Rebecca Flora, secretary of the Maryland Department of Planning, told the House Environment and Transportation Committee that the governor’s executive order created a Permitting Review Council focused on state permitting for infrastructure and place‑based development. "We just hit a milestone yesterday, and the prototype dashboard was launched yesterday," Flora said, describing a public prototype that lists five active projects, associated permits and a map view to help users "dig in" on permit status.

The council is built as a cabinet‑level body (deputy‑secretary equivalents across permitting, review and funding agencies) supported by a staff working group chaired by Darius White, the department’s community design and development lead. Flora said the council was stood up in April 2025 after an executive order in December 2024 and was given roughly a year to produce deliverables, including pilot project tracking, an internal intake system and a final report with policy and technology recommendations.

Why it matters: permitting delays for public‑interest projects and housing have been cited across Maryland as an impediment to construction and economic competitiveness. Lawmakers in the hearing pressed for clearer data and local coordination as they sought fixes that do not simply shift burdens to counties.

Flora described six pilot projects the council is tracking to learn where approvals and reviews can be coordinated to reduce serial delays. She highlighted two project case studies — Quantum Frederick, an ongoing project, and Burnt Hill Farm, a completed value‑add agricultural project the council retained as a case study for lessons learned — and said the working groups bring together state and local reviewers to identify where approvals can overlap.

On data: Flora cited local reporting required by the General Assembly, referring to the local permitting reporting bill and a residential permit data bill assigned to the Department of Planning. She reported the first full-year data for nine jurisdictions of 150,000-plus population for calendar year 2024 showed "10,157 developer projects" and "over 11,000 building permits" issued; she cautioned that metrics need standardization to show how long projects actually take because agency systems differ.

Lawmakers raised three recurring concerns: (1) local zoning and delegation limits the state’s ability to speed approvals; (2) differing agency interpretations of regulations and turnover among reviewers cause inconsistent outcomes; and (3) smaller and mid‑sized projects lack the in‑house expertise that large developers use to navigate fragmented systems. "We are not directly involved," Flora said of local zoning, "zoning is local," but she added the council will examine delegation, guidance and where statutory or policy changes could help.
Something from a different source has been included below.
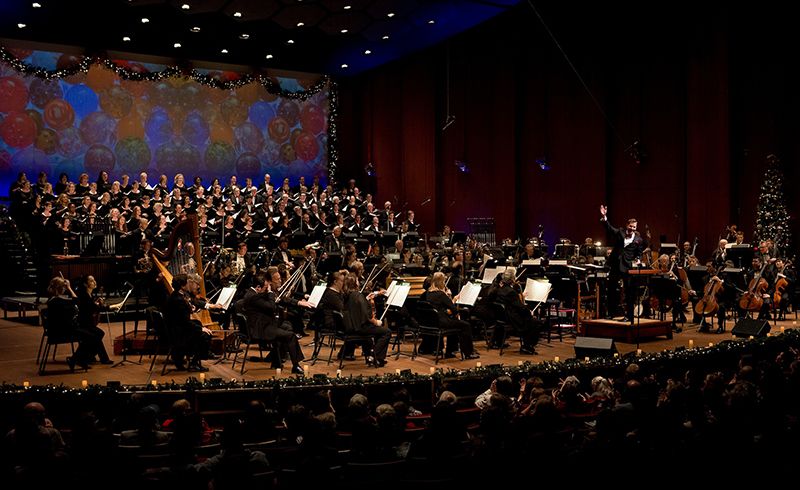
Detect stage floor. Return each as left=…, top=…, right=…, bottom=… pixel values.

Flora also described technology options the final report will weigh, from agency‑by‑agency fixes to unified or hybrid systems, and said the work is being coordinated with the state’s Department of Information Technology. She said the council’s research includes conversations with Delaware, Pennsylvania and Virginia, and that Virginia’s agency‑by‑agency approach had the biggest jump‑start. "Virginia had the biggest jump start," she said, noting the state hired consultants and pursued multi‑year investment.

The committee sought the council’s data and webinars; Flora agreed to provide datasets and said the department will host outreach including developer roundtables and focus groups. She told the panel the team is "pushing to get this final report done by the June."

The hearing included factual details and requests for follow‑up rather than formal votes or committee actions. The committee paused after the briefing to take up the next item on the agenda.